AbstractWe conducted hydrothermal experiments at 300°C and at pressure varying from 2.2 to 3.4 kbar to study the effect of fluid salinity on the coupling between molecular hydrogen (H2) formation and olivine serpentinization, where peridotite and olivine with 25–50 μm of starting grain sizes were reacted with pure H2O and saline solutions (0.5, 1.5, and 3.3 M NaCl). Serpentine, the main hydrous mineral in most experiments, was quantified according to calibration curves based on Fourier‐transformed infrared spectroscopy and X‐ray diffraction analyses. Compared to pure H2O, saline solutions promote the hydrothermal alteration of olivine and peridotite. For experiments with peridotite and pure H2O, 67% of reaction extent was achieved after 14 days, which increased to 89% in experiments with medium‐salinity solutions (1.5 M NaCl) over the same period.
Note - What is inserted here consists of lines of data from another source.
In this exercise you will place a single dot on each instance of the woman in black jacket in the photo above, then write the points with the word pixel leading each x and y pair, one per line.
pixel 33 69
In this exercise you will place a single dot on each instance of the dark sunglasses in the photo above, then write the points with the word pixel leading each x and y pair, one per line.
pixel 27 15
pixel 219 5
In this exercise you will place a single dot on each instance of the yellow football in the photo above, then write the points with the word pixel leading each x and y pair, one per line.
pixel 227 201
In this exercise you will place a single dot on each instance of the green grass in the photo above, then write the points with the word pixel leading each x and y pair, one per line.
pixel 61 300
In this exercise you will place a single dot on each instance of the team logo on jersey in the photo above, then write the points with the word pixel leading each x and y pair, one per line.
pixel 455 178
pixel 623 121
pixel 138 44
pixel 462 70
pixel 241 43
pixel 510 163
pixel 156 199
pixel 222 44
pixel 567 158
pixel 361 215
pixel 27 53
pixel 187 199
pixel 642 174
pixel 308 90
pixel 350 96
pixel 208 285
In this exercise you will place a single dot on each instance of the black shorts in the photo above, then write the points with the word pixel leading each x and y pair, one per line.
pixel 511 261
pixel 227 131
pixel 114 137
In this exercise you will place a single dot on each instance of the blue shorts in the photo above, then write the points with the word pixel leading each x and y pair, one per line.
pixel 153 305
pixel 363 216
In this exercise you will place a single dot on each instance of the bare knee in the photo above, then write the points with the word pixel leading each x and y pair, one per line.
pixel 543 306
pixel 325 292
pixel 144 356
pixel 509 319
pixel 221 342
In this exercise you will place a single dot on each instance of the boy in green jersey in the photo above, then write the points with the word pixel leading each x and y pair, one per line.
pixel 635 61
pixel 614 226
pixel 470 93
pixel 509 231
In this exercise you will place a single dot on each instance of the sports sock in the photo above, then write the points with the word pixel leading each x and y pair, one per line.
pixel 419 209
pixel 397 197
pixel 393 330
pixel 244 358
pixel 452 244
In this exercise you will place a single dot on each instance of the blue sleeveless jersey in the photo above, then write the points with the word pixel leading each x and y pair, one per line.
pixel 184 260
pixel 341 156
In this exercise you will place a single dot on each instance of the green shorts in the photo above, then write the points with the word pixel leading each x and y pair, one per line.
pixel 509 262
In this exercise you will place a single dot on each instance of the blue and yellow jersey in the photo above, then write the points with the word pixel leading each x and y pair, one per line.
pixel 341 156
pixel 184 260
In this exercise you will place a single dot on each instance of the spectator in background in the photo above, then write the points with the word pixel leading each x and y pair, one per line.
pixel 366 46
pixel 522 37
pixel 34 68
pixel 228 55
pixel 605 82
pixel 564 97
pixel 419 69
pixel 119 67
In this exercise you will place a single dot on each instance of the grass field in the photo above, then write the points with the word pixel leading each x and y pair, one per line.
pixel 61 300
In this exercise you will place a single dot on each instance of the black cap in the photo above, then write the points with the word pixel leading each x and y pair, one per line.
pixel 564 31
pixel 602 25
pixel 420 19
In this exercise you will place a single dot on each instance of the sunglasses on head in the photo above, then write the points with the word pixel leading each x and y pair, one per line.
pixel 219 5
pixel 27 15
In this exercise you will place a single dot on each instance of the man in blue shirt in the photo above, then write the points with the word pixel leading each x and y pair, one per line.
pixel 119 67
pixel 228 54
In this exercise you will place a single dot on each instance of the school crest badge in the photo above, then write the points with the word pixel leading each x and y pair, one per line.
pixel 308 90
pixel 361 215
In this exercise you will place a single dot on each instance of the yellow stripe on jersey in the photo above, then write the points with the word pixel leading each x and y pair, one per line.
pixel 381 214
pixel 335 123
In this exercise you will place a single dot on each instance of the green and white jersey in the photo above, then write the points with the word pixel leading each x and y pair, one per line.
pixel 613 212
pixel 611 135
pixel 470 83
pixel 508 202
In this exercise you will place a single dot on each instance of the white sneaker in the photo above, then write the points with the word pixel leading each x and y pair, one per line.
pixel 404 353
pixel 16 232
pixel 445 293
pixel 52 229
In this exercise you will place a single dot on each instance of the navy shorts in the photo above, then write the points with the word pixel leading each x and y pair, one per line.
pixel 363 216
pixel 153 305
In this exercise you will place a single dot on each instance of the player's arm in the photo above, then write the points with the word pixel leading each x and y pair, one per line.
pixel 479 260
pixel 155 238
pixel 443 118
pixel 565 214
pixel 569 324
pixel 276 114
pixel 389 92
Medium‐ and high‐salinity solutions inhibit H2 formation during serpentinization, which is associated with the serpentinization of pyroxene especially clinopyroxene. The redox conditions were constrained according to the equilibrium H2,aq = H2,g, and very reducing conditions were achieved during the serpentinization of olivine and peridotite. This study is the first to show iowaite formation directly from peridotite serpentinization, indicating alkaline solutions. Thermodynamic calculations suggest that the hydrolysis of NaCl (NaCl + H2O = HCl + NaOH) may yield alkaline solutions, due to higher dissociation constants of NaOH compared to HCl. This study suggests that chlorine greatly influences the serpentinization of olivine and peridotite in natural geological settings. It also indicates that iowaite formation may not require oxidizing conditions as previously thought.